Single by Dierks Bentley

from the album Home
- Released: March 21, 2011
- Recorded: 2011
- Genre: Country rock
- Length: 3:11
- Label: Capitol Nashville
- Songwriters: Dierks Bentley; Jim Beavers; Jon Randall;
- Producer: Jon Randall;

Dierks Bentley singles chronology
| "Draw Me a Map" (2010) | "Am I the Only One" (2011) | "Home" (2011) |

= Am I the Only One (Dierks Bentley song) =

"Am I the Only One" is a song co-written and recorded by American country music artist Dierks Bentley. It was released in March 2011 as the sixteenth single release of his career and the first from his 2012 album Home. The song reached number one on the U.S. Billboard Hot Country Songs chart in September 2011.

==Background and writing==
Bentley told Billboard that, following his bluegrass album Up on the Ridge, he wanted to "be back on [radio] and I wanted my fans to hear our stuff. I wanted to come back with a song that was fun for fans and fun for country radio and fun for us to play every night." He co-wrote the song with Jon Randall, who produced Up on the Ridge, and Jim Beavers, who co-wrote Bentley's "Sideways". (Beavers' brother, Brett Beavers, produced all of Bentley's other albums.) Jim Beavers suggested the lyric "Am I the only one who wants to have fun tonight?", and the other two finished the song.

==Content==
"Am I the Only One" is an up-tempo about a man who wants to party, but finds that his friends have other interests. In the chorus, the narrator asks, "Am I the only one who wants to have fun tonight?" The first verse includes the names of some of Bentley's actual friends.

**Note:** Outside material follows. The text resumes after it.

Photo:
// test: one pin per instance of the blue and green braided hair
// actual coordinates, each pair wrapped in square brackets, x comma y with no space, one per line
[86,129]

This song is set in the key of A major and uses a basic three-chord structure. The first verse is A-E-A-E-A, while the second verse, which has a slightly different meter, uses A-E-A-D-E-A. The chorus uses the pattern A-D-E-A-D-E-A.

==Critical reception==
Matt Bjorke of Roughstock rated the single four stars out of five, calling it a "light-hearted party anthem" and thought that its sound recalled Bentley's debut single, "What Was I Thinkin'". Kevin John Coyne of Country Universe gave it a B− grade, saying that he enjoys the "boozy lethargy, especially in Bentley’s performance– it’s like he really doesn’t give a damn about anything so long as he gets his party on." He states that compared to his single, "Up on the Ridge", the song falls a little less flat. In 2017, Billboard contributor Chuck Dauphin put "Am I the Only One" at number nine on his top 10 list of Bentley's best songs.

==Music video==
The music video was directed by Deaton Flanigen and premiered in April 2011. His band members have acting roles in the music video. An NHL version of the music video was released and directed by Ryan Silver.

==Chart performance==

| Chart (2011) | Peak position |
|---|---|
| Canada Hot 100 (Billboard) | 65 |
| Canada Country (Billboard) | 1 |
| US Billboard Hot 100 | 39 |
| US Hot Country Songs (Billboard) | 1 |

===Year-end charts===

| Chart (2011) | Position |
|---|---|
| US Country Songs (Billboard) | 6 |

==Certifications==

| Region | Certification | Certified units/sales |
| Canada (Music Canada) | Gold | 40,000^{*} |
| United States (RIAA) | Platinum | 1,000,000^{‡} |
^{*} Sales figures based on certification alone. ^{‡} Sales+streaming figures based on certification alone.